The place is important in demonstrating the evolution or pattern of Queensland's history.

"The Atherton War Cemetery is important in demonstrating the pattern of Queensland's history, being a product of Australia's involvement in World War II. North Queensland in general and the Atherton Tablelands in particular were important military sites during this country's involvement in the war in the South-West Pacific between 1941 and 1945. The Atherton War Cemetery is important as a memorial site to Australian soldiers and airmen who fought and died during the conflict, particularly in New Guinea."

"The Atherton War Cemetery is closely associated with the Imperial (later Commonwealth) War Graves Commission, established by Sir Fabian Ware in 1921 to commemorate all individuals killed during war and to provide their families with a dignified and lasting memorial."

The place is important in demonstrating the principal characteristics of a particular class of cultural places.

"The Atherton War Cemetery is important in illustrating the principal features drawn from the design guidelines that were established after World War I by the Imperial (later Commonwealth) War Graves Commission to ensure war cemeteries of this size suitably commemorated the fallen.
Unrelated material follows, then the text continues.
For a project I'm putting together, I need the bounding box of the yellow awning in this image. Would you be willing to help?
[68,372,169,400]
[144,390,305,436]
These include uniform headstones in regular rows, the Cross of Sacrifice and manicured gardens; aspects of which appear in the 2,500 war cemeteries constructed in approximately 150 countries around the world and serve to make a dignified and reverential memorial site. These key characteristics and the aesthetic quality they create have strong associations with four internationally significant architects: Sir Edwin Lutyens, Sir Herbert Baker, Sir Reginald Blomfield and Charles Holden."
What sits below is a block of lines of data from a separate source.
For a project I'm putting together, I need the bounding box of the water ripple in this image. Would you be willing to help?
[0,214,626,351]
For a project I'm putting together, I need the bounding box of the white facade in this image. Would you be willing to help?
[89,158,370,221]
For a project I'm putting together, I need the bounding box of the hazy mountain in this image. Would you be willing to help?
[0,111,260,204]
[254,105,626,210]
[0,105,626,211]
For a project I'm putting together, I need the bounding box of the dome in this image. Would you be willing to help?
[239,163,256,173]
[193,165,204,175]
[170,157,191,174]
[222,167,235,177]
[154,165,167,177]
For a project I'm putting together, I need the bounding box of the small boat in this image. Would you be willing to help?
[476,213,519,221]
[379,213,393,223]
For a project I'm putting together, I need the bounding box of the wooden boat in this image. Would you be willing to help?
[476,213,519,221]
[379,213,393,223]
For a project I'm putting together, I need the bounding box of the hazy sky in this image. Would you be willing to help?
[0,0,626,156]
The place is important because of its aesthetic significance.

"The Atherton War Cemetery is an evocative site that conveys the distinctive aesthetic qualities and solemn ambience essential to all Imperial (later Commonwealth) War Graves Commission cemeteries. The formality of the War Cemetery – with its Cross of Sacrifice and uniform white marble headstones arranged in a regular pattern within a manicured lawn and horticultural border – make it a prominent feature distinguishable from the less formalised layout of the general cemetery."